Gemäß § 336 Satz 1 gilt die lex rei sitae bei Verträgen, die ein dingliches Recht an einem unbeweglichen Gegenstand oder ein Recht zur Nutzung eines unbeweglichen Gegenstandes betreffen. Die lex rei sitae regelt auch, ob z. B. ein Wahlrecht bei gegenseitigen Verträgen besteht.

 

Rn 3

§ 336 erfasst im Gegensatz zu § 380 RegE[4] in Übereinstimmung mit Art. 11 EuInsVO (Art. 8 EuInsVO a.

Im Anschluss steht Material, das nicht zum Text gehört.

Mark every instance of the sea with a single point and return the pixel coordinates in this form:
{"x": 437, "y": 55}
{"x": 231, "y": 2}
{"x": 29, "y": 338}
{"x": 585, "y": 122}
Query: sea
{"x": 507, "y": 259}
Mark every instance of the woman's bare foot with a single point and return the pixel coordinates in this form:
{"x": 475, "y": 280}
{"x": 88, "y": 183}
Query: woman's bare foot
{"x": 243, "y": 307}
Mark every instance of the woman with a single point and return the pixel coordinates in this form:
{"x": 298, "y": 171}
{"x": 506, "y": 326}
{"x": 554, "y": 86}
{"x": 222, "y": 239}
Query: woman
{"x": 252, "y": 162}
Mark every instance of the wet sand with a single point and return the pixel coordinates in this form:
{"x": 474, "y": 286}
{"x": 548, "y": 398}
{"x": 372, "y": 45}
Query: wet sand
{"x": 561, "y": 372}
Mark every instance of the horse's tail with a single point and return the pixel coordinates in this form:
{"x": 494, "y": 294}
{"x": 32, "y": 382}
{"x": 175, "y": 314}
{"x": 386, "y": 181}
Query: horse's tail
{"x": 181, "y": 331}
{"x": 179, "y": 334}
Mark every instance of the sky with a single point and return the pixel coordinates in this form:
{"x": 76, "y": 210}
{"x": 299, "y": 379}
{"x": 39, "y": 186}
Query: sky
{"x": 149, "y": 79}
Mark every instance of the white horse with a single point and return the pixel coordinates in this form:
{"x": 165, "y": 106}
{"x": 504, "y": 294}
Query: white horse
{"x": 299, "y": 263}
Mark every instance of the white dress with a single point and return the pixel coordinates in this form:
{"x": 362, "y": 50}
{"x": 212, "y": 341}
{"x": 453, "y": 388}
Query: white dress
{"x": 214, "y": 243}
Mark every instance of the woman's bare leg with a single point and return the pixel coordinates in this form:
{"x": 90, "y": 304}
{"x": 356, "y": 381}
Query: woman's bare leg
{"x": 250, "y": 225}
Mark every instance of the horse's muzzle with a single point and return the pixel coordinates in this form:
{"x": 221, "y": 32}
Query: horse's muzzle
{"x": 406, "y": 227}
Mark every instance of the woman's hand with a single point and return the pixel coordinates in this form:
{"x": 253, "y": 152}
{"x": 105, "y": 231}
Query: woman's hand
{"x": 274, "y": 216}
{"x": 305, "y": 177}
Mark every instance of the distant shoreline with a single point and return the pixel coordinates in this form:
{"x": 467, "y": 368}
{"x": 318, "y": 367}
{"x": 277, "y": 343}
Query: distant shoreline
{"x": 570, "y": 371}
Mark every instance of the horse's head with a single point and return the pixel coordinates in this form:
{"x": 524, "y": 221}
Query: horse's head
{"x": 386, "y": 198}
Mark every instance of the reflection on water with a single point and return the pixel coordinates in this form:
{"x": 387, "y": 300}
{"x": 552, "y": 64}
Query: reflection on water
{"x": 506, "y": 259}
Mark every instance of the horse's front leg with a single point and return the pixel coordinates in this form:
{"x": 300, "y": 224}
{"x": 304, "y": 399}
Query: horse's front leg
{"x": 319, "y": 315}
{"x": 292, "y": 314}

F.) auch Kaufverträge über unbewegliche Gegenstände und allgemein alle Verträge über dingliche Rechte an unbeweglichen Gegenständen.[5] Bei § 336 handelt sich um eine allseitige Kollisionsnorm.[6] Die Bestimmung wirkt sowohl für ein eröffnetes ausländisches Hauptinsolvenzverfahren, das seine Wirkungen auf Deutschland erstreckt, als auch umgekehrt für ein eröffnetes inländisches Insolvenzverfahren mit Wirkungen im Ausland.

 

Rn 4

Unter die Regelung des § 336 Satz 1 fallen also beispielsweise Miet-, Pacht-, Leasing-, Erbbaurechts-, Kauf- und Schenkungsverträge.

 

Rn 5

Durch die Sonderregelung für Miet- und Pachtverträge soll dem sozialen Schutz der Mieter und Pächter Rechnung getragen werden.[7] Es treten die Rechtsfolgen ein, als wäre die Insolvenz am Belegenheitsort eröffnet worden.[8]

 

Rn 6

Eine Differenzierung bei den Mietverträgen danach, ob es sich um einen Mietvertrag über Wohnraum oder um einen gewerblichen Mietvertrag handelt, wird nicht vorgenommen.[9]

 

Rn 7

Es kommt für die Anwendbarkeit des § 336 nicht darauf an, ob der Schuldner Eigentümer des unbeweglichen Gegenstandes ist.[10] § 336 findet sowohl in der Insolvenz des Eigentümers als auch in der Insolvenz des Nutzungsberechtigten Anwendung.[11]

 

Rn 8

Weil dingliche Rechte über unbewegliche Gegenstände wesentlich von der lex rei sitae geprägt werden, hielt es der Gesetzgeber für erforderlich, dass sich die Auswirkungen eines ausländischen Hauptinsolvenzverfahrens auf einen inländischen Grundstückskaufvertrag nach deutschem Recht richten. § 336 Satz 1 greift hier sowohl bei der Käufer- als auch bei der Verkäuferinsolvenz.[12]

 

Rn 9

Obwohl bei Verträgen über unbewegliche Gegenstände die lex rei sitae Anwendung findet, ist davon auszugehen, dass das Anfechtungsrecht (welches sich nach der lex fori concursus richtet, § 335[13]) nicht von dem Recht des Belegenheitsstaates überlagert wird.[14]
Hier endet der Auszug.